When I finally finished talking everything out, Seth voiced his opinion – an opinion that made me wish I’d stopped for breath sooner rather than continuing to pour out my thoughts and feelings. He rebuked me for wanting to get out of my lease early, for building a case against my apartment complex, and for not giving them what he deemed an adequate amount of time to respond to my complaint.
“Gosh, Aurora. How have you already searched the lease, gotten a doctor’s note, given the required two written notices and toured new apartments? It’s only been a couple of weeks since this first became an issue. It’s like you’re trying to use the situation to your advantage,” he chided me.
Well yeah, I thought. I wouldn’t have tried to get out of my lease if they hadn’t given me cause. But they did give me cause. I saw an opportunity, so I started working it out to fruition. I don’t think there’s anything wrong with that.
Seth continued his rebuke, “You should be a woman of your word. You signed a lease that ends in July, and you should stay until July. Your apartment management came through in remedying the problem, and that should make you happy, not upset. They did what management is supposed to do, so rather than being upset that you can’t get out of your lease, you should be celebrating that everything worked out the way it should.”
Seth was glad my plan failed. He said I’d been in a frenzy; I’d done so much activity in one week. He told me I wasn’t being above reproach; that I was taking advantage of the situation for my own benefit. He encouraged me to make good on my commitment to complete my lease term. Like he’d said only days earlier, he again voiced, “Where is all of this coming from, anyway? This isn’t the Aurora I know.” At times like that, I wonder if he knows me at all. If he did, he’d know that talking to me that way just makes me shut down.
The more he talked, the more walls I put up. Seth has a way of taking the moral high ground in his rebukes that makes me feel awful. He would be crushed to know that. He’s genuinely well-intentioned in his rebukes, but he’s so blasted morally upright, always looking to do the right thing, that sometimes when I’m not even doing anything wrong, he somehow makes me start to doubt my own motives.
I didn’t think I was being shady in my dealings. We are supposed to be cunning as serpents and innocent as doves (Matt. 10:16).
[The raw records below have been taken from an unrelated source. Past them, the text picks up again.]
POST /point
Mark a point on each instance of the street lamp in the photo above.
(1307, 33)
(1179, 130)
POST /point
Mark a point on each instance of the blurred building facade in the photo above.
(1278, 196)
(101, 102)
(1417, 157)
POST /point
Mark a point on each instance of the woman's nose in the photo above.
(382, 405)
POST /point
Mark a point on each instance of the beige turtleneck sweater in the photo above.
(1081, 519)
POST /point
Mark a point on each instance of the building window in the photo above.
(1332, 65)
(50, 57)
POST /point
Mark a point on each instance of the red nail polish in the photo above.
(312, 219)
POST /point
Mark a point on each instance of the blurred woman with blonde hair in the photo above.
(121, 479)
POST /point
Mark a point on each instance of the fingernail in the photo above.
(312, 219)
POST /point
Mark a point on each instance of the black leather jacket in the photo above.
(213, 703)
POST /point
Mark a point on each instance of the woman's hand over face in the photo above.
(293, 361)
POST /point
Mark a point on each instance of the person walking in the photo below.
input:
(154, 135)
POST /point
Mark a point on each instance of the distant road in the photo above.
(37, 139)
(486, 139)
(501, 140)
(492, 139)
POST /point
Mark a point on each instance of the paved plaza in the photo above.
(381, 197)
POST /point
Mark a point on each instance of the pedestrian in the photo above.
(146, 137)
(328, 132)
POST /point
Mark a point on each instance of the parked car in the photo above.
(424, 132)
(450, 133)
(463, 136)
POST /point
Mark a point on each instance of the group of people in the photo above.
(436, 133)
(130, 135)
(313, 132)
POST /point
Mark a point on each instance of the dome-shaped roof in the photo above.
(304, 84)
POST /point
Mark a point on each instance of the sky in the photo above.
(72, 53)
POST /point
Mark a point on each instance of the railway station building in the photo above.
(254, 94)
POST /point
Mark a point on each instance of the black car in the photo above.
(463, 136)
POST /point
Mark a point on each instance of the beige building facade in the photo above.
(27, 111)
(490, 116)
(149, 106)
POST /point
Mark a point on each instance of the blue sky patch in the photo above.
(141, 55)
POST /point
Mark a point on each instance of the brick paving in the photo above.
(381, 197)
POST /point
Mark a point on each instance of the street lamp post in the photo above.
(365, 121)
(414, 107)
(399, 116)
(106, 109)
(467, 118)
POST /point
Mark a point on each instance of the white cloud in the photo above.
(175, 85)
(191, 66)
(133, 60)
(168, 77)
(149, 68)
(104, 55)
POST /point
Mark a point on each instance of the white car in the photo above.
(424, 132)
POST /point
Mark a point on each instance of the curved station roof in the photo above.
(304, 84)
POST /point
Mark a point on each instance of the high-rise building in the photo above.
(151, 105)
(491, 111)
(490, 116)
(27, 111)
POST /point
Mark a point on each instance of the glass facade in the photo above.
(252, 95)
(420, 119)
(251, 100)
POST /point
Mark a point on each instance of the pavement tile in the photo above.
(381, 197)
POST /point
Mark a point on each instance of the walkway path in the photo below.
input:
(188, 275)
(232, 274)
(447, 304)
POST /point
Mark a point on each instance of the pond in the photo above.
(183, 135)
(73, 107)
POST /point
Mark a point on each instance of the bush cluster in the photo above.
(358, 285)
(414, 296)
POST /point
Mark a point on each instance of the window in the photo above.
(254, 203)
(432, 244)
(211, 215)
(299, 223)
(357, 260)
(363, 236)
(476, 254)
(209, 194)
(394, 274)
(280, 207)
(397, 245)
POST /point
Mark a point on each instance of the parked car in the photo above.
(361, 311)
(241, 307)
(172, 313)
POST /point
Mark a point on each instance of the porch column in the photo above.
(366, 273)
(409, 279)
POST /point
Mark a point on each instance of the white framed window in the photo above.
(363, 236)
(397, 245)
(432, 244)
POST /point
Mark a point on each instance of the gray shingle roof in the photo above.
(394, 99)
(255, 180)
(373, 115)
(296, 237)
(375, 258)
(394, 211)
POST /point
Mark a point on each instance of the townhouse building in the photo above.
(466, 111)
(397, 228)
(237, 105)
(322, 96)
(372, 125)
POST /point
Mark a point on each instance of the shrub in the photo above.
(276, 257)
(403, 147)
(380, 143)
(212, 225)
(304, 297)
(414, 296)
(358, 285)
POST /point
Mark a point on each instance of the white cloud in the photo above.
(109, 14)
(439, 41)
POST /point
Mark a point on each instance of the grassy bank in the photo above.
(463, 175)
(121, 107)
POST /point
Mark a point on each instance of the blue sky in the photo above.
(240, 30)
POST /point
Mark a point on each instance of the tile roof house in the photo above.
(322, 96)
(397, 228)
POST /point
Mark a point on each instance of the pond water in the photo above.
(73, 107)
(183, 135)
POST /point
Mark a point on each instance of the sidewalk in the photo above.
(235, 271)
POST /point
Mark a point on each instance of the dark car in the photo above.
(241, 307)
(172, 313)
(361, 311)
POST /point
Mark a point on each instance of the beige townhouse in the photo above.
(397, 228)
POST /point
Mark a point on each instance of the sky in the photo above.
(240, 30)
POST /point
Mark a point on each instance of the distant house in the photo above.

And I work in contract negotiations for a living. I have for eight years. So the way I handled the situation was what I thought was right. But Seth tends to make me question my true intentions. Sometimes he’s right, and I need to be put in check, but sometimes he’s wrong about me.
I’m still learning how to effectively be in relationship with someone who’s so squeaky-clean that sometimes he doesn’t seem to know how to navigate the grey areas of real life. I’m all for behaving in an honorable, godly manner, but the world is not black and white. And while I appreciate that Seth always wants to honor God in his dealings, I also think he needs to realize that not everything he believes is dishonoring to God actually is. He needs to loosen up a little bit and die to that inner Pharisee.